Do be sure to look at our Church’s website. Vicar Demarest has been doing a splendid job working on the website. It is by no means a finished project, but we are well on our way to having a very fine website as a tool of outreach for our parish. In last month’s newsletter I mentioned that we also have a Facebook page and a Twitter account.

And what about the boiler? On Tuesday, October 6th I spoke with the men who are working on this. They expressed the hope that the new boiler will be in operation by this coming Sunday. This has been a lengthy project but we are now seeing the light at the end of the turmel!

Several of our fellow members have been to the hospital in recent weeks: Frank Ford, Doris Goods, Helen Gray, Don Weber, and David West. As of this writing (Wednesday, October 7th) Doris and Helen are still hospitalized at Northwest Hospital. Do remember Doris and Helen in your prayers and pray for continued healing for Frank and Don and David.

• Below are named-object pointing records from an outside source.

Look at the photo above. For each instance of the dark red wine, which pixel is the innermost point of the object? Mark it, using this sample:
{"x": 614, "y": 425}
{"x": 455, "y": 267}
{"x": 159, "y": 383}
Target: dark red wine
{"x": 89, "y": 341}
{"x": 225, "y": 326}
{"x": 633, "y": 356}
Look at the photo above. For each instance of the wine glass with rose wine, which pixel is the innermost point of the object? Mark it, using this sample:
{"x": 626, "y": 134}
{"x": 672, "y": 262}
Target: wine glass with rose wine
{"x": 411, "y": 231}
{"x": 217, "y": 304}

The chancel at Zion Church in Detroit.
The chancel at Zion Church in Detroit.

Vicar Trent and I had an enjoyable time at the annual Saint Michael’s Conference at our Zion Church in Detroit. It is called “Saint Michael’s” because it is always held close to Saint Michael’s Day, September 29th. This conference is now in its eighteenth year. It focuses on the sacramental, liturgical, musical, catechetical life of the Church. This year’s speaker was my dear friend, the Rev. Dr. Charles Evanson, who until this year had for a number of years been teaching at the seminary of the Lithuanian Lutheran Church in the city of Klaipeda. He has also lectured for the Lutheran churches in Scandinavia, Germany, and Russia. It was a real treat to hear him and catch up on all his news. As I mentioned to the Church Council some months ago, we are hoping to have a “Saint Mark’s Conference” this April here at Our Saviour. A number of east coast Missouri Synod clergy are interested in making this happen. We’re calling it “Saint Mark’s Conference” because our plan is to hold it on or very near to Saint Mark’s Day, April 25th.

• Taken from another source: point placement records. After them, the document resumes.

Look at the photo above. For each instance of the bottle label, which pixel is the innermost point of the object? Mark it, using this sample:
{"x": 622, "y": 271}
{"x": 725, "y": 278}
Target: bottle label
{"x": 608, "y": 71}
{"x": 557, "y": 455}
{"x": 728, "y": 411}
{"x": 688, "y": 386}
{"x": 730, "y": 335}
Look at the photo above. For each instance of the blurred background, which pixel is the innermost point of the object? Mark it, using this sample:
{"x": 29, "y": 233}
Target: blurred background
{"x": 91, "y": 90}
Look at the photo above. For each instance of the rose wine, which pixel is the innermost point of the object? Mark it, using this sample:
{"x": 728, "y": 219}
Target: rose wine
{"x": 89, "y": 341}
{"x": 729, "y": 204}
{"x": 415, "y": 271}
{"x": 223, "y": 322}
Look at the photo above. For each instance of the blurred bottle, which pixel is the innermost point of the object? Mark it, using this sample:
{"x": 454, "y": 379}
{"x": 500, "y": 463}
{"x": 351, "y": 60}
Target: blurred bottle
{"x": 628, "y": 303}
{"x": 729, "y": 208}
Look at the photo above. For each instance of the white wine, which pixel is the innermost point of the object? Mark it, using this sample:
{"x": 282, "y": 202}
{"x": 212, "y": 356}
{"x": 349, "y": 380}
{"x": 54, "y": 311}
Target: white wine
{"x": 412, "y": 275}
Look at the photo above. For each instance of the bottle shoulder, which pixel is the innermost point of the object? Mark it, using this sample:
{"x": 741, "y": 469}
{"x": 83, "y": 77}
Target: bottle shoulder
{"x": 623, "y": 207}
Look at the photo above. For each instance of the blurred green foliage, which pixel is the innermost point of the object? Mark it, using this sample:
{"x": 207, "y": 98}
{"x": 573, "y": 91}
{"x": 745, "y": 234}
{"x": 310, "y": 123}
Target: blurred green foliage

Let me remind you that we do have an adult Bible class every Sunday at 9:45 AM and the Vicar has a class for our young people. Christian education is a lifelong task— and privilege!

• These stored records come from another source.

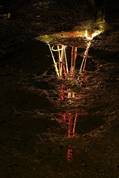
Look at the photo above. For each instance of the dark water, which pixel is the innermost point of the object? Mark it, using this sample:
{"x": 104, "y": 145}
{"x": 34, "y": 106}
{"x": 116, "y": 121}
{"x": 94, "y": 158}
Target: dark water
{"x": 54, "y": 128}
{"x": 57, "y": 128}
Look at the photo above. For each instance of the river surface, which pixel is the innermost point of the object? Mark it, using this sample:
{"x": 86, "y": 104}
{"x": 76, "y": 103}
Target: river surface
{"x": 59, "y": 128}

Let me also remind you once again that the Divine Service on the Lord’s Day— the weekly remembrance of the Lord’s resurrection— is the beating heart of the Church’s life. Here Christ the Saviour comes with His gift of pardon and peace in Gospel and Sacrament and we offer our prayer and praise to God who has saved us. By our presence we also encourage our fellow Christians. And so “The Lord’s People are in the Lord’s House every Lord’s Day.”

I must finally thank Gabe and Louise Purviance for so graciously hosting the Church Council’s Strategic Planning day at their home on September 19th. There was a very positive feeling as we reviewed the strengths and the challenges which we face as a congregation. You will be hearing more of this in the days ahead. What is vital is that we proceed with prayer for the guidance of the Holy Spirit as we daily pray for one another as members of the family that is Our Saviour congregation.